Legal commentary on artificial intelligence in law practice often focuses on speed: drafts that once took days can now be produced in hours, and research that once took hours can now be narrowed in minutes. Those gains are real, but they do not resolve the more important operational questions. Many firms still don’t know whether faster tools are producing better realization or improved profitability. In practice, time saved in drafting often reappears in verification, supervision, and coordination. A draft may be generated quickly, but lawyers still need to test it against matter history, client objectives, procedural posture, and jurisdiction-specific requirements.

The better question is not whether AI speeds up a single task, but whether it improves matter economics overall. Firms often measure adoption through access, query volume, or document counts, yet those metrics do not show business value. More meaningful measures include time to completion, write-offs, staffing efficiency, turnaround time, and client satisfaction. From that perspective, the real constraint may be information architecture rather than drafting speed. When lawyers have to reconstruct context before trusting the AI output, the review becomes the new bottleneck. When financial data, prior work product, client instructions, and workflow are connected, that same output can be reviewed and used much more efficiently.

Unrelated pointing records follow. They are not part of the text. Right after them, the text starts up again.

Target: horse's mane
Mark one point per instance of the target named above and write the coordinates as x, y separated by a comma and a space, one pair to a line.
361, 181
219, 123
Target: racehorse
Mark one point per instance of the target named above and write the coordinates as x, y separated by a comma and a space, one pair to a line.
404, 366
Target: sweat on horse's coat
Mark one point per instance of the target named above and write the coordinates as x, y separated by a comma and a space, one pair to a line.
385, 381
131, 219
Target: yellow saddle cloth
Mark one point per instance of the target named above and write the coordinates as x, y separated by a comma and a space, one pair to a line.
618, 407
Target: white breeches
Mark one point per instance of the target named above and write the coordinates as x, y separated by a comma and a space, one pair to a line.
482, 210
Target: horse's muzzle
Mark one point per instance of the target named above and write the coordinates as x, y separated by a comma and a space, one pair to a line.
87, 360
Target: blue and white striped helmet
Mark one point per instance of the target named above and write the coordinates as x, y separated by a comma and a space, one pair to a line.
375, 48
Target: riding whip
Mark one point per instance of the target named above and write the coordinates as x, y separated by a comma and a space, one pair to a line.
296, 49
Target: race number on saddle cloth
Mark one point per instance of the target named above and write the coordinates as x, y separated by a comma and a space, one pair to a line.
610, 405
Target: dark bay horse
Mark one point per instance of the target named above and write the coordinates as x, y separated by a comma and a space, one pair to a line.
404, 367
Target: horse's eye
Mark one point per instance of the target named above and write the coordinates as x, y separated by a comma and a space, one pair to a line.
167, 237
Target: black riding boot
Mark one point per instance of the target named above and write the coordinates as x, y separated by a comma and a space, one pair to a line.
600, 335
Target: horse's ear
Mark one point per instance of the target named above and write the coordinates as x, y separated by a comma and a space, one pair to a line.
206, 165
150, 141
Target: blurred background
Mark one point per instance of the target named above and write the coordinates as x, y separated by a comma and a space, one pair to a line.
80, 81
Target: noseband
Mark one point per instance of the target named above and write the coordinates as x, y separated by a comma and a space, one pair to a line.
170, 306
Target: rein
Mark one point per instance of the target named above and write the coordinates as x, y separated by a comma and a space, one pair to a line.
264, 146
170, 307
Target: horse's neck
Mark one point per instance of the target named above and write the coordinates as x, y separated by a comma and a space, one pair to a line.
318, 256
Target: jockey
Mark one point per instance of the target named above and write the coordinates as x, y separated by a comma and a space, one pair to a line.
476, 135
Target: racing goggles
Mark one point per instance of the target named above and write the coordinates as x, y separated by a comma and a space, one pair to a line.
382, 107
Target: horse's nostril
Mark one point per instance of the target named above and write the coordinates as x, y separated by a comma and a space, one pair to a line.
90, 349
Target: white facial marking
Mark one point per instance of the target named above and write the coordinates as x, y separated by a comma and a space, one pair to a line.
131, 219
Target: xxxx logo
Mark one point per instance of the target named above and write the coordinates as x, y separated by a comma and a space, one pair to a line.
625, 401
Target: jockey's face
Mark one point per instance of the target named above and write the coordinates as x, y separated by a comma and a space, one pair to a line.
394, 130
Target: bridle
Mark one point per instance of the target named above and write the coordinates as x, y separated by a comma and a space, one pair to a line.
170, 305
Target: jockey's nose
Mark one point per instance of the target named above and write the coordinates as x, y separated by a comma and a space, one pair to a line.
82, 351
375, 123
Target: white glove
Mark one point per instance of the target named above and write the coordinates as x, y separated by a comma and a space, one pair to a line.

For law firms, the next step is not simply broader adoption, but disciplined implementation. Firms will need to determine where AI genuinely improves matter economics, build workflows that reduce rather than relocate friction, and establish clear strategies and governance around when and how these tools are used. That governance should address supervision, verification, confidentiality, accountability, and consistency of use across matters. The firms that stand out will likely be those that can show not just faster output, but controlled, measurable, and trusted use of AI in service of better outcomes.